Ce fut une surprise encore cette année : nous sommes le 01 décembre, il neige.

Si ce matin vous avez accueilli cette nouvelle avec la même insouciance qu’une pluie printanière, vous n’échapperez pas aux commentaires ahuris des journalistes, à votre voisine octogénaire à la mémoire fragile trouvant cet hiver impatient, aux automobilistes râleurs contre tout et même le temps, aux météorologistes hyperactifs trop contents d’exister surjouant les cassandres.

A la même période de légers paltoquets au cortex amoindri remuent leur arrière-train dans un costume juste assez grand pour nettoyer le sol au passage de leurs maitres.

Je croise plus que de raison et de supportable ces malfaisants réarrangeant leurs propres fictions pour contrer leurs incapacités flagrantes : handicapés d’ambition, souvent ils parlent aussi fort qu’ils aimeraient en avoir, souvent ils s’accaparent celle des autres, la volent, la broient, la digèrent, la salissent.

Leurs mensonges sont connus. Ces faussaires in vivo ne dupent que les heureux perpétuels, pour les autres l’étouffement gradué à mesure de résignation consentie entrainera un lourd silence de frustration, car ces petits contremaitres d’un autre siècle jouissent souvent d’un début de pouvoir, ils asservissent leur premier cercle qui par désespoir, apathie, confort, intérêt, avidité, s’abandonnent.

De ces victimes de gré et de force les moins armés seront rassurés : dans ce contexte le champ des possibles leur est ouvert puisque même les crétins prennent l’ascenseur.  Pour les borgnes, la pitance contemporaine réclame tant qu’elle aura raison d’un reste de désir de bravoure impétueuse, relégué au rang du vague souvenir ridicule  pré pubère ; ils se traineront alors à l’arrière des caravanes, rêvant à leur tour en secret d’accéder aux fonctions de maitre kapo.

Pour nos mystificateurs la fiction auto-racontée prend plusieurs niveaux. Il ne s’agit pas de froids calculateurs – ceux-là sont au niveau supérieur et usent de ces tintinnabules incarnées -, mais plus d’opportunistes, de conjoncturistes empruntant l’autoroute laissée vacante par les ingénieurs panurgistes. Ceux qui m’intéressent sont aussi dangereux qu’ils sont contradictoires : petits poltrons à la vie boursouflée montrant les dents plus qu’ils ne mordentcar bien incapables du moindre combat. Il y a aussi les transitionnels d’existence en franchissement perpétuel pensant rattraper leur retard et sombrant dans une procrastination fangeuse asphyxiante. Enfin, les plus pitoyables ceux qui ont basculé et produisent une vie à laquelle ils ne participent pas.

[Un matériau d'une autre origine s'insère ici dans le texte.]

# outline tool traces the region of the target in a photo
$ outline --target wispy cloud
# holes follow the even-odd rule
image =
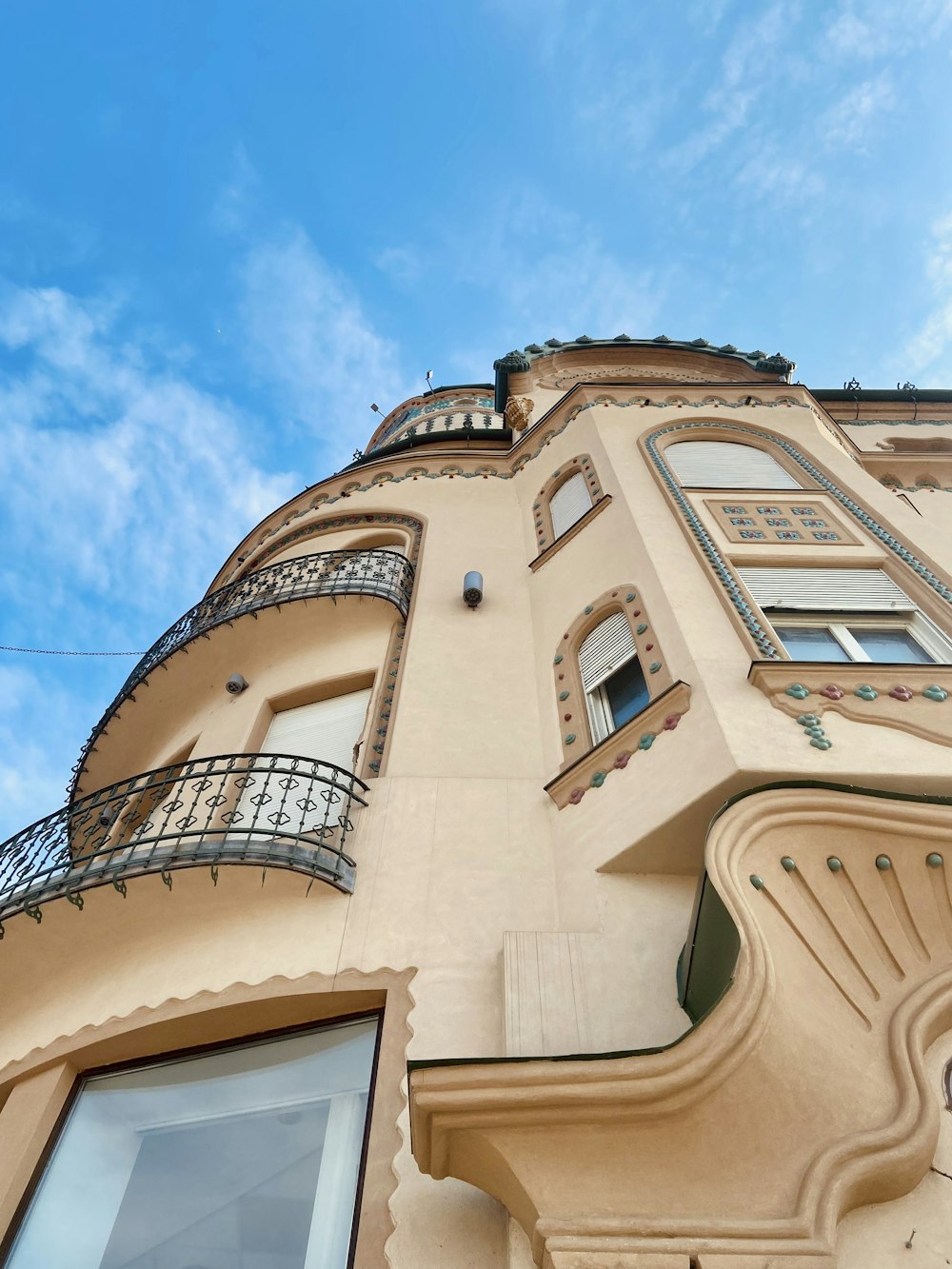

Il y a quelques jours ces funambules avariés de la première catégorie se sont manifestés. D’anciens amnésiés aussi folkloriques qu’indigents, fanfarons que vulgaires, ridicules que lâches. Pour le plus velléitaire d’entre eux, après avoir dérogé à toutes les lois de la gravité, cette créature continue de flotter dans le nuage épais d’affirmations paranormales qui par sa constance irrationnelle force l’admiration.

Non ! La réponse fusait comme une fuite. D’aucuns m’incitaient à d’abord y regarder au poids sonnant et trébuchant. Non ! Comme une évidence. Non ! Ferme et affirmatif. Non ! Même si, stupéfait, incrédule, hébété, je me fis violence pour constater à nouveau l’influence de l’ostentation, même celle du vide.

Je m’étonne qu’il neige encore cette année.